National Repository of Grey Literature 1 records found  Search took 0.00 seconds. 
Development of a recipe for white sausage with a share of vegetable protein and fibre
Blahutová, Petra ; Svoboda, Zdeněk (referee) ; Mikulíková, Renata (advisor)
The thesis is focused on the development of a recipe for white sausage with a substitute of vegetable origin. Red lentils and root vegetables represented by carrots, parsley and celery were chosen as substitutes. Three sets of sausage samples with four different concentrations were prepared according to the optimized recipe. The samples prepared in this way were subjected to a sensory analysis in order to determine the optimal concentration of the substitute in the sausages.The content of selected nutritional characteristics, specifically proteins, fats and fatty acids, carbohydrates and water, and their trends were determined for the prepared samples.

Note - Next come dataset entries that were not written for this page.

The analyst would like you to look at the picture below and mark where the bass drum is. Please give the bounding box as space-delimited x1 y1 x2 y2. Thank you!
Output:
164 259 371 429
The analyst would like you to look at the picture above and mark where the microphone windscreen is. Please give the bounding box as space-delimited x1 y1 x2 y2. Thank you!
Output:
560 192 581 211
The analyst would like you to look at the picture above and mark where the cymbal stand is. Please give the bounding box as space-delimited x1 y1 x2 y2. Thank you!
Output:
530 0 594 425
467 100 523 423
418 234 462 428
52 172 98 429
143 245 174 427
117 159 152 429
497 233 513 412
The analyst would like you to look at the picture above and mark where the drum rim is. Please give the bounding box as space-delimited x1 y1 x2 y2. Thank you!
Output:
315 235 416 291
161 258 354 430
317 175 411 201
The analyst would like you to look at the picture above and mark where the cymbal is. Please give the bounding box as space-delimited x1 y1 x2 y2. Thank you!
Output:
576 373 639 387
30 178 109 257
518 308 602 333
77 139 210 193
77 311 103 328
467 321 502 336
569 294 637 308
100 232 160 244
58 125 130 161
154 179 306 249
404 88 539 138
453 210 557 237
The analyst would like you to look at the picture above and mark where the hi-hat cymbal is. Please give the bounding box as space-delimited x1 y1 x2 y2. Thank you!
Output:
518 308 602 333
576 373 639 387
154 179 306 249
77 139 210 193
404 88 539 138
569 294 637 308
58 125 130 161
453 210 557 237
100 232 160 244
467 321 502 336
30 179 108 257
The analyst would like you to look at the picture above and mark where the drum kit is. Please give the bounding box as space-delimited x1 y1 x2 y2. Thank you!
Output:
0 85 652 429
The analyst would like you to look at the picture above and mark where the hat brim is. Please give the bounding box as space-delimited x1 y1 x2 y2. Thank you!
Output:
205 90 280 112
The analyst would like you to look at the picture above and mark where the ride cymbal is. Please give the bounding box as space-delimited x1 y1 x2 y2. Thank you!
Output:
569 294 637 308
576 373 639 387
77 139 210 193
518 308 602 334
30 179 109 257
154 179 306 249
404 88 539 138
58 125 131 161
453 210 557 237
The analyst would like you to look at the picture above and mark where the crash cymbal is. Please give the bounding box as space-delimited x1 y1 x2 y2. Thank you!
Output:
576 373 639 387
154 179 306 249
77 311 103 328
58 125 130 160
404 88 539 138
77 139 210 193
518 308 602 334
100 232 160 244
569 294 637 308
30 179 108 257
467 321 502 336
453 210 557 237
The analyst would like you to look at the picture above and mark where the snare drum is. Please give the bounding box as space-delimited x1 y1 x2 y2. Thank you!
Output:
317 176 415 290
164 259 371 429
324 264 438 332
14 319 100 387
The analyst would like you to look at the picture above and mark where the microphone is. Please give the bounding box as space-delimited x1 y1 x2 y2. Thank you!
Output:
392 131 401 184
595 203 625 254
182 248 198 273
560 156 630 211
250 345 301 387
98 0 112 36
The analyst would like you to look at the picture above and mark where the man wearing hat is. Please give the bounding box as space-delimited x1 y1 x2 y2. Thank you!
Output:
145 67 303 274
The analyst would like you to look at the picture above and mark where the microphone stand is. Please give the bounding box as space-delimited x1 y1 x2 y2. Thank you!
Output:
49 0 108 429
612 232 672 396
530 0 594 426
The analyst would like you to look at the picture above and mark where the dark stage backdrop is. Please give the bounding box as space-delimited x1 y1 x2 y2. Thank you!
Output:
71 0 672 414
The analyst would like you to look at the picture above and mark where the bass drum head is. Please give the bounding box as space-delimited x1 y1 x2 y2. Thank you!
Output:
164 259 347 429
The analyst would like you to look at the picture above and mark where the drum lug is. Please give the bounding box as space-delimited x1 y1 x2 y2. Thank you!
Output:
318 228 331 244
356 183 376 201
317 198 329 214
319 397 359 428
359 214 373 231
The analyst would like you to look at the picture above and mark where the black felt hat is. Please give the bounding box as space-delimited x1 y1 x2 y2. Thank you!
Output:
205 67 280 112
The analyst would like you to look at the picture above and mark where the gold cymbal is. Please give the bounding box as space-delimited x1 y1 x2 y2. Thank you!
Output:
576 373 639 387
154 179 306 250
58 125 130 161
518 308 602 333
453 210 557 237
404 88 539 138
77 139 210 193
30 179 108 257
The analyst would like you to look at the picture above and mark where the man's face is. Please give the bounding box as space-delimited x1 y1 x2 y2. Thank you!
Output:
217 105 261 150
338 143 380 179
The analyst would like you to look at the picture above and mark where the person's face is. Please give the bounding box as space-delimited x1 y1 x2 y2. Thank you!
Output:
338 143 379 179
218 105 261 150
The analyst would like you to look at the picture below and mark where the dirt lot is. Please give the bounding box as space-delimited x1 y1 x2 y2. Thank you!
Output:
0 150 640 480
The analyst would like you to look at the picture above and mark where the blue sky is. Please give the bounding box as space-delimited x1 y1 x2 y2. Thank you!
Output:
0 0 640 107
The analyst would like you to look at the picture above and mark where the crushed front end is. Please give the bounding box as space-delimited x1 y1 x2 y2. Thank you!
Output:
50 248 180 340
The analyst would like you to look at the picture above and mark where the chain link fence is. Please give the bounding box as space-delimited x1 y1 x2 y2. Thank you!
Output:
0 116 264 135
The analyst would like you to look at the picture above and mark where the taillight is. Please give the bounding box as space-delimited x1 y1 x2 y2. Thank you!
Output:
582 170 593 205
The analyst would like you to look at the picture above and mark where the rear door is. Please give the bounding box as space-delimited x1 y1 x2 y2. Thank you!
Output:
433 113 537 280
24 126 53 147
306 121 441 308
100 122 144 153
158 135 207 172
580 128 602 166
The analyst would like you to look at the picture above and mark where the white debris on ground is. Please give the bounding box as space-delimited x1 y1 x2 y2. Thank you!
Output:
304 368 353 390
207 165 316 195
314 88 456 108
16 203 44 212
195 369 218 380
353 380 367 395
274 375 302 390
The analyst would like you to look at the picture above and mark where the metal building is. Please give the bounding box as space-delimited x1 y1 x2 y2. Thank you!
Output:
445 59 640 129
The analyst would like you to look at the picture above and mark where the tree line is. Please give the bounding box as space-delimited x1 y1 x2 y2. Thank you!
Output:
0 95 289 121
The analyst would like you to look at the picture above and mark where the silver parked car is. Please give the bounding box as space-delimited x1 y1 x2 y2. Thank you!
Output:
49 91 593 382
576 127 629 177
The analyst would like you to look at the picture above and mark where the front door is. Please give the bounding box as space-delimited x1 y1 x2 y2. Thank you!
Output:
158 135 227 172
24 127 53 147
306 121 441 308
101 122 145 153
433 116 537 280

With the exception of a few, gradually increasing or decreasing trends in the contents of nutritional parameters were detected depending on the abnormal concentration of the substitute. Data from sensory and nutritional testing were subjected to statistical evaluation. Regarding the sensory parameters, it was shown that the samples with low and high content of substitutes are significantly different from each other across the sensory parameters. The statistical correlation of the sensory and nutritional evaluation showed that the sausage samples with higher fat content and low substitute content were evaluated as tasty, which means that there is a direct correlation between the fat content and the overall rating of the sausage. The sample with 36 % of the substitute remaining from a 1:1 mixture of red lentils and root vegetables was chosen as the best sample. It was the most sensory-pleasing to consumers and at the same time enriched with a plant component.